The threat was first reported Saturday by Cupertino, Calif.-based antivirus giant Symantec Corp. in an email advisory to customers of its DeepSight Threat Management Service.
According to Symantec's analysis, Microsoft Word is prone to an unspecified remote code-execution vulnerability attackers could exploit to execute arbitrary code on a vulnerable computer by supplying a malicious Word document to a user. If a recipient opens such a document, an attacker could "gain subsequent unauthorized access to the computer in the context of the user."
Symantec said the vulnerability is being actively exploited by Trojan.MDropper-Q.
Trojan.MDropper-Q in turn unloads another piece of malware onto affected machines that Symantec identified as Backdoor.Femo. This malware, first detected in the wild three years ago, hands control of an affected machine to an attacker.
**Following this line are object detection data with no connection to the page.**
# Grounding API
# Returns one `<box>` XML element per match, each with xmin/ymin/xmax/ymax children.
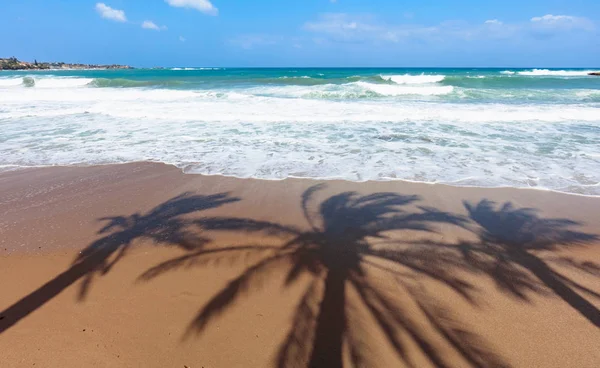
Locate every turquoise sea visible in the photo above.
<box><xmin>0</xmin><ymin>68</ymin><xmax>600</xmax><ymax>195</ymax></box>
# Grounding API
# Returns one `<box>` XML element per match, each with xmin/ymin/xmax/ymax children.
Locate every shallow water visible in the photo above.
<box><xmin>0</xmin><ymin>68</ymin><xmax>600</xmax><ymax>195</ymax></box>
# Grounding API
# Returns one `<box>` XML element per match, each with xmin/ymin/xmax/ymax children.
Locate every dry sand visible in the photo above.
<box><xmin>0</xmin><ymin>163</ymin><xmax>600</xmax><ymax>368</ymax></box>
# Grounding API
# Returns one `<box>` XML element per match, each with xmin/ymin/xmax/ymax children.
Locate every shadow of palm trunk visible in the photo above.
<box><xmin>308</xmin><ymin>270</ymin><xmax>347</xmax><ymax>368</ymax></box>
<box><xmin>461</xmin><ymin>200</ymin><xmax>600</xmax><ymax>328</ymax></box>
<box><xmin>0</xmin><ymin>244</ymin><xmax>116</xmax><ymax>334</ymax></box>
<box><xmin>0</xmin><ymin>193</ymin><xmax>239</xmax><ymax>334</ymax></box>
<box><xmin>140</xmin><ymin>185</ymin><xmax>507</xmax><ymax>368</ymax></box>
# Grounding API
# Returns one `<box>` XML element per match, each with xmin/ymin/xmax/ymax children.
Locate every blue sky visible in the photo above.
<box><xmin>0</xmin><ymin>0</ymin><xmax>600</xmax><ymax>67</ymax></box>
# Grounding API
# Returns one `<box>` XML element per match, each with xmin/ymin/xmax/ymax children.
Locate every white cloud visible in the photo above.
<box><xmin>484</xmin><ymin>19</ymin><xmax>504</xmax><ymax>26</ymax></box>
<box><xmin>165</xmin><ymin>0</ymin><xmax>219</xmax><ymax>15</ymax></box>
<box><xmin>96</xmin><ymin>3</ymin><xmax>127</xmax><ymax>22</ymax></box>
<box><xmin>303</xmin><ymin>13</ymin><xmax>594</xmax><ymax>44</ymax></box>
<box><xmin>230</xmin><ymin>34</ymin><xmax>283</xmax><ymax>50</ymax></box>
<box><xmin>531</xmin><ymin>14</ymin><xmax>595</xmax><ymax>31</ymax></box>
<box><xmin>142</xmin><ymin>20</ymin><xmax>167</xmax><ymax>31</ymax></box>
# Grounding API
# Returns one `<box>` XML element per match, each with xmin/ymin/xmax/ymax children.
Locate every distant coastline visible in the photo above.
<box><xmin>0</xmin><ymin>57</ymin><xmax>134</xmax><ymax>70</ymax></box>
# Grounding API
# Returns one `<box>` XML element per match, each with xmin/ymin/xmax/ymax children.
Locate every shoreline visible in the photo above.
<box><xmin>0</xmin><ymin>161</ymin><xmax>600</xmax><ymax>198</ymax></box>
<box><xmin>0</xmin><ymin>162</ymin><xmax>600</xmax><ymax>368</ymax></box>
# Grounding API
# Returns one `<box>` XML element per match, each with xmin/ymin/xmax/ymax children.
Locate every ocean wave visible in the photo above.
<box><xmin>381</xmin><ymin>74</ymin><xmax>446</xmax><ymax>84</ymax></box>
<box><xmin>169</xmin><ymin>67</ymin><xmax>223</xmax><ymax>71</ymax></box>
<box><xmin>0</xmin><ymin>77</ymin><xmax>23</xmax><ymax>87</ymax></box>
<box><xmin>0</xmin><ymin>76</ymin><xmax>94</xmax><ymax>88</ymax></box>
<box><xmin>88</xmin><ymin>78</ymin><xmax>184</xmax><ymax>88</ymax></box>
<box><xmin>354</xmin><ymin>82</ymin><xmax>454</xmax><ymax>96</ymax></box>
<box><xmin>517</xmin><ymin>69</ymin><xmax>593</xmax><ymax>77</ymax></box>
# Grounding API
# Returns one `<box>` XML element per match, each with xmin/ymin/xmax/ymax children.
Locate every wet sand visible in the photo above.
<box><xmin>0</xmin><ymin>163</ymin><xmax>600</xmax><ymax>368</ymax></box>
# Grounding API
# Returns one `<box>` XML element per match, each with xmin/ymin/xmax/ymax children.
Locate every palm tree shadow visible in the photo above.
<box><xmin>0</xmin><ymin>193</ymin><xmax>239</xmax><ymax>334</ymax></box>
<box><xmin>460</xmin><ymin>200</ymin><xmax>600</xmax><ymax>327</ymax></box>
<box><xmin>141</xmin><ymin>186</ymin><xmax>506</xmax><ymax>368</ymax></box>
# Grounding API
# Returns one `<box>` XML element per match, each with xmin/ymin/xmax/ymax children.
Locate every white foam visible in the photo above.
<box><xmin>0</xmin><ymin>77</ymin><xmax>23</xmax><ymax>87</ymax></box>
<box><xmin>354</xmin><ymin>82</ymin><xmax>454</xmax><ymax>96</ymax></box>
<box><xmin>518</xmin><ymin>69</ymin><xmax>593</xmax><ymax>77</ymax></box>
<box><xmin>381</xmin><ymin>74</ymin><xmax>446</xmax><ymax>84</ymax></box>
<box><xmin>0</xmin><ymin>80</ymin><xmax>600</xmax><ymax>195</ymax></box>
<box><xmin>34</xmin><ymin>77</ymin><xmax>94</xmax><ymax>88</ymax></box>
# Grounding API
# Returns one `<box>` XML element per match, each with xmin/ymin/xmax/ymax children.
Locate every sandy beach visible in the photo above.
<box><xmin>0</xmin><ymin>163</ymin><xmax>600</xmax><ymax>368</ymax></box>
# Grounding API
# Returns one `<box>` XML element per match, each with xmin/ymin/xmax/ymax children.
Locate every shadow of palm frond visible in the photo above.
<box><xmin>459</xmin><ymin>200</ymin><xmax>600</xmax><ymax>327</ymax></box>
<box><xmin>141</xmin><ymin>186</ymin><xmax>506</xmax><ymax>368</ymax></box>
<box><xmin>0</xmin><ymin>193</ymin><xmax>239</xmax><ymax>333</ymax></box>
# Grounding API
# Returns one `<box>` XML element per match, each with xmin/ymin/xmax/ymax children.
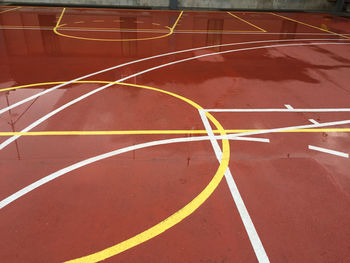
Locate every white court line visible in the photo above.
<box><xmin>198</xmin><ymin>110</ymin><xmax>270</xmax><ymax>263</ymax></box>
<box><xmin>204</xmin><ymin>108</ymin><xmax>350</xmax><ymax>112</ymax></box>
<box><xmin>0</xmin><ymin>120</ymin><xmax>350</xmax><ymax>260</ymax></box>
<box><xmin>309</xmin><ymin>145</ymin><xmax>349</xmax><ymax>158</ymax></box>
<box><xmin>309</xmin><ymin>119</ymin><xmax>320</xmax><ymax>124</ymax></box>
<box><xmin>0</xmin><ymin>135</ymin><xmax>269</xmax><ymax>209</ymax></box>
<box><xmin>0</xmin><ymin>42</ymin><xmax>349</xmax><ymax>150</ymax></box>
<box><xmin>0</xmin><ymin>26</ymin><xmax>350</xmax><ymax>35</ymax></box>
<box><xmin>0</xmin><ymin>38</ymin><xmax>350</xmax><ymax>115</ymax></box>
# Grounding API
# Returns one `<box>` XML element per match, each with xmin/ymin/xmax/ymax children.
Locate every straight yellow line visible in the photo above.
<box><xmin>0</xmin><ymin>6</ymin><xmax>21</xmax><ymax>14</ymax></box>
<box><xmin>0</xmin><ymin>22</ymin><xmax>261</xmax><ymax>33</ymax></box>
<box><xmin>0</xmin><ymin>128</ymin><xmax>350</xmax><ymax>136</ymax></box>
<box><xmin>53</xmin><ymin>8</ymin><xmax>183</xmax><ymax>42</ymax></box>
<box><xmin>176</xmin><ymin>29</ymin><xmax>261</xmax><ymax>33</ymax></box>
<box><xmin>270</xmin><ymin>13</ymin><xmax>350</xmax><ymax>39</ymax></box>
<box><xmin>227</xmin><ymin>12</ymin><xmax>266</xmax><ymax>32</ymax></box>
<box><xmin>54</xmin><ymin>8</ymin><xmax>66</xmax><ymax>29</ymax></box>
<box><xmin>170</xmin><ymin>11</ymin><xmax>184</xmax><ymax>33</ymax></box>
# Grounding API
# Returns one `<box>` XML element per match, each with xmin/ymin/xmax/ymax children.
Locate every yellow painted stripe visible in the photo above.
<box><xmin>53</xmin><ymin>8</ymin><xmax>183</xmax><ymax>42</ymax></box>
<box><xmin>0</xmin><ymin>6</ymin><xmax>21</xmax><ymax>14</ymax></box>
<box><xmin>0</xmin><ymin>128</ymin><xmax>350</xmax><ymax>136</ymax></box>
<box><xmin>0</xmin><ymin>80</ymin><xmax>350</xmax><ymax>136</ymax></box>
<box><xmin>62</xmin><ymin>83</ymin><xmax>230</xmax><ymax>263</ymax></box>
<box><xmin>270</xmin><ymin>13</ymin><xmax>350</xmax><ymax>39</ymax></box>
<box><xmin>227</xmin><ymin>12</ymin><xmax>266</xmax><ymax>32</ymax></box>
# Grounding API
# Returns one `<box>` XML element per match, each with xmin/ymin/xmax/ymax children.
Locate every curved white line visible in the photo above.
<box><xmin>0</xmin><ymin>117</ymin><xmax>350</xmax><ymax>209</ymax></box>
<box><xmin>0</xmin><ymin>38</ymin><xmax>350</xmax><ymax>115</ymax></box>
<box><xmin>0</xmin><ymin>42</ymin><xmax>350</xmax><ymax>150</ymax></box>
<box><xmin>0</xmin><ymin>135</ymin><xmax>270</xmax><ymax>209</ymax></box>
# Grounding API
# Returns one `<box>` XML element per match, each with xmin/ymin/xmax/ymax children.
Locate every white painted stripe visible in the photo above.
<box><xmin>0</xmin><ymin>38</ymin><xmax>350</xmax><ymax>115</ymax></box>
<box><xmin>0</xmin><ymin>42</ymin><xmax>350</xmax><ymax>150</ymax></box>
<box><xmin>0</xmin><ymin>26</ymin><xmax>350</xmax><ymax>36</ymax></box>
<box><xmin>204</xmin><ymin>108</ymin><xmax>350</xmax><ymax>112</ymax></box>
<box><xmin>309</xmin><ymin>145</ymin><xmax>349</xmax><ymax>158</ymax></box>
<box><xmin>231</xmin><ymin>135</ymin><xmax>270</xmax><ymax>142</ymax></box>
<box><xmin>0</xmin><ymin>135</ymin><xmax>268</xmax><ymax>209</ymax></box>
<box><xmin>309</xmin><ymin>119</ymin><xmax>320</xmax><ymax>124</ymax></box>
<box><xmin>199</xmin><ymin>110</ymin><xmax>270</xmax><ymax>263</ymax></box>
While Symantec withheld full details of the vulnerability, the French Security Incident Response Team (FrSIRT) described it as a memory-corruption error when handling a malformed document. It rated the flaw as critical, due to the active exploits.
In its advisory, Danish vulnerability clearinghouse Secunia rated the flaw "extremely critical" -- the highest of its threat ratings -- confirming the existence of the flaw in Microsoft Word 2000 running on Windows 2000 machines.
Secunia and Symantec recommended users mitigate the threat by not opening untrusted documents.
"Users should never accept files from untrusted or unknown sources, because they may be malicious in nature," Symantec said. "Avoid opening email attachments from unknown or questionable sources."
Symantec also recommended IT shops battle the threat with multiple, redundant layers of security.
"Since this issue may be leveraged to execute code, we recommend memory-protection schemes, such as non-executable stack/heap configurations and randomly mapped memory segments," Symantec said. "This tactic may complicate exploitation of memory-corruption vulnerabilities."
Microsoft said it is investigating the threat. "In order for this attack to be carried out, a user must first open a malicious Word document that is sent as an email attachment or otherwise provided to them by an attacker," a company spokesman said by email. "Upon completion of this investigation, Microsoft will take the appropriate action to protect our customers, which may include issuing a security advisory or providing a security update through our monthly release process, depending on customer needs."
The software giant's next monthly patch release is Tuesday, Sept. 12. An advance notice on the programs to be fixed will be available on Microsoft's TechNet site Thursday.